Many developments simply follow a logical progression. Amazon is a prime example of this. From the modest concept of an electronic bookstore, Amazon has grown into the world’s largest universal online mail-order company, which now offers countless complementary products such as the Kindle e-book reader, services such as Amazon Prime with its video-on-demand platform, and has even launched its own publishing house and retail shops. A success story that simply followed economic developments with a good instinct for the market and thus got the most out of the company – economically and future-proof.
This transition could be adapted to any other company as well. In order to optimise production and be able to respond extremely flexibly to customer demands, companies with industrially automated plants not only depend on economic development, but also on technical progress. Large volumes of data (big data), high-performance communication (5G), storage and management systems such as cloud computing are now in use in many industries; in other words: Industry 4.0 and digitalisation have arrived.

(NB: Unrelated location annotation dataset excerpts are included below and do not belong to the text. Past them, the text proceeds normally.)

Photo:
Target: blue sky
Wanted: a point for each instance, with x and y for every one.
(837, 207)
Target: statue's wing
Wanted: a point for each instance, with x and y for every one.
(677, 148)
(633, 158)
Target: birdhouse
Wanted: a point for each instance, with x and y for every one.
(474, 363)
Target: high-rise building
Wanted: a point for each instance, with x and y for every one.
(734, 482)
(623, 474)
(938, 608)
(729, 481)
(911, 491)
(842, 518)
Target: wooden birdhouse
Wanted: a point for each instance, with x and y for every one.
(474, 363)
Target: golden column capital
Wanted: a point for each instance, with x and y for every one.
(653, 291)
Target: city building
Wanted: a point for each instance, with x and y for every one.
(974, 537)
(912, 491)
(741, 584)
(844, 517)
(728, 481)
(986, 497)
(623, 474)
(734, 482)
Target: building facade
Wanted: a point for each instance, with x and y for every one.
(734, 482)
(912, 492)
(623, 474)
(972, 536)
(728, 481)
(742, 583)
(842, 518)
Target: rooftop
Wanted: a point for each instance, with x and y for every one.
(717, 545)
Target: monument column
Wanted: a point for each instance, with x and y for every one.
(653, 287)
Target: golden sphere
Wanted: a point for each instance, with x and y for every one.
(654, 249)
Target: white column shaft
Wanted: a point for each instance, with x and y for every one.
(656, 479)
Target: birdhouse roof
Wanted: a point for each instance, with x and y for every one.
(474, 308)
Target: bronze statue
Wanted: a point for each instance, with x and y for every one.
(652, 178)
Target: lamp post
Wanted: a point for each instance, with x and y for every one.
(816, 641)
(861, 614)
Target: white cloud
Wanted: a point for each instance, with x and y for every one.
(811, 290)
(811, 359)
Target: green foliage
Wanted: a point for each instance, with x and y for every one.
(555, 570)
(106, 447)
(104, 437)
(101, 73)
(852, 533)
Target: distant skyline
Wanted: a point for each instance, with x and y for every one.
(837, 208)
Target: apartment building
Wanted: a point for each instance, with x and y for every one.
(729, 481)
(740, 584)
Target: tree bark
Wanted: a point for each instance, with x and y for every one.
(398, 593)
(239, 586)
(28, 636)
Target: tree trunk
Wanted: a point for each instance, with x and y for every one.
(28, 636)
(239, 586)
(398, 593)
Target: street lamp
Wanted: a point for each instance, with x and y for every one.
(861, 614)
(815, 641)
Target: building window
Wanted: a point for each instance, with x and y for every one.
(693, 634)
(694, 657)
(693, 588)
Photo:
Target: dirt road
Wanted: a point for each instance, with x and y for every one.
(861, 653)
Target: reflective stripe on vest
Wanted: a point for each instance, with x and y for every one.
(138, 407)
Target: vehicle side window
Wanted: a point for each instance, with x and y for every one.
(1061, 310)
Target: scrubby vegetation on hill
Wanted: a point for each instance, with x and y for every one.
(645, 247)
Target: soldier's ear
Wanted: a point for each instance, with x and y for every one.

If you look one step closer into automated plants, you will find the heart of the plant, the communication system, which is, for instance, operated with PROFINET. Here one might inevitably ask the question, what has changed here? Hopefully a lot, because healthy change happens from the inside out!
In order for the network to work efficiently despite high, sometimes irregular data traffic and to run reliably in terms of security, the structures must be adapted. The pitfalls and simple solutions for this are explained in a nutshell in the video “Industrial networks in transition – utopia or necessity?” by Indu-Sol. Using a simple analogy to an industrial estate with factories and roads, the audience experiences the transformations of a production network that was still isolated at the beginning (homogeneous) to a highly interconnected system of various OT networks (heterogeneous) to the point of connection to IT, the WWW and other ERP systems (convergent), and that everything can ultimately function smoothly.